Speaker
Description
With the widespread adoption of containers by various organizations and companies, Kubernetes (K8s), an open-source software dedicated to container management, has in recent years become de-facto the standard for the deployment and operation of applications focused on this technological solution. K8s offers several advantages: workload balancing, dynamic resource allocation, automated rollout and rollback, storage orchestration, management of sensitive information, self-healing, etc. Such a resilient infrastructure allows us, for example, to deploy authentication systems used in the WLCG world. Furthermore, the same infrastructure will be used in the future to provide services to the developer group. Obviously K8s has some limitations that can be supplanted by the easy integration with many external software.
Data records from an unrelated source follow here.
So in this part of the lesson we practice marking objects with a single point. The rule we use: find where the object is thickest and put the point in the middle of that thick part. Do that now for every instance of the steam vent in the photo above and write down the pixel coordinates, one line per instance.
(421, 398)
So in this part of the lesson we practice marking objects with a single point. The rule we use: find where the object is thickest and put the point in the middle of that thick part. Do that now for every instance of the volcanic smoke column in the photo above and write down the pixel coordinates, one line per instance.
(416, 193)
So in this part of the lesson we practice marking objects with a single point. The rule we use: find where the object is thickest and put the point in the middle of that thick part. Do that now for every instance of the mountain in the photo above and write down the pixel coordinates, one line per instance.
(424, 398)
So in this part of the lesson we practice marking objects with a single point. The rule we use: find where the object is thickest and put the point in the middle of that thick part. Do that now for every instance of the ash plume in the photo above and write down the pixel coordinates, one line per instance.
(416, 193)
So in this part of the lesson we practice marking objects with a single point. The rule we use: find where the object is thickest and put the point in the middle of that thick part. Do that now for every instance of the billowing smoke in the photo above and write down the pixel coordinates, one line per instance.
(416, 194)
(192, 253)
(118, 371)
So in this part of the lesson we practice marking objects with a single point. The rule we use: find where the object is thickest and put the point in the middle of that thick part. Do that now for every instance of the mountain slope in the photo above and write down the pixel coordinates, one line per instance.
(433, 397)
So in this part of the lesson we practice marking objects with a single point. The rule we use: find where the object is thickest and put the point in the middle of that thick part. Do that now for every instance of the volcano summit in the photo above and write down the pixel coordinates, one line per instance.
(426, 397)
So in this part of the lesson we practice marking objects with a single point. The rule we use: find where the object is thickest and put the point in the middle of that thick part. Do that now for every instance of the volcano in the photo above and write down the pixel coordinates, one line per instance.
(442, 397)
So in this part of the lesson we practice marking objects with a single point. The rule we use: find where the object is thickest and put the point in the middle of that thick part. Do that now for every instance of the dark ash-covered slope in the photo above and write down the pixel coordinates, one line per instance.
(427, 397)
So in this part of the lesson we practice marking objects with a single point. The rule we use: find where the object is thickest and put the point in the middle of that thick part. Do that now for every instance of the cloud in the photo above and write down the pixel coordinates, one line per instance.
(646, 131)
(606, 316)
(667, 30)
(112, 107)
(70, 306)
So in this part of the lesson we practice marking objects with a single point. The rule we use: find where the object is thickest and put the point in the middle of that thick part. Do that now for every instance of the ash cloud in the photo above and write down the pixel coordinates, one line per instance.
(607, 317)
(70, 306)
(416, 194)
Thanks to its flexibility and scalability features, K8s can be integrated with cloud native solutions such as Openstack, a modular cloud operating system capable to offer computing and storage management services according to the Infrastructure as a Service (IaaS) paradigm, deployed at INFN CNAF.
The inner complementary relationship between K8s and Openstack has pushed us to widely use this solution in our Cloud infrastructure. An interesting aspect of the integration between the two software, which we are investigating, is the possibility of exposing K8s services externally via a Load Balancer (LB), by making use of the Octavia service. Octavia is an open source, operator-scale load balancing solution designed to work with OpenStack. Octavia achieves load balancing services by overseeing a fleet of virtual machines, containers, or bare metal servers, referred to collectively as amphorae. These amphorae are dynamically deployed as needed, distinguishing Octavia from alternative load balancing solutions and making it particularly well-suited for cloud environments.
Using Octavia to publish a service externally will enable a sort of service resilience given by the adoption of a Master-Backup HAProxy. In the event of a master downtime, the backup will assume the role of master, keeping external communication alive. The advantage of using the Octavia service is to limit the resources (e.g. FloatingIPs) used. Furthermore, delegating the creation of the LB, and therefore the VMs, to Octavia may allow us to speed up the process and avoid any human errors resulting from manual installation.
In the present work the deployment of the functionality is shown and performance of the whole system will be provided to prove the solidity of the adopted technological solutions.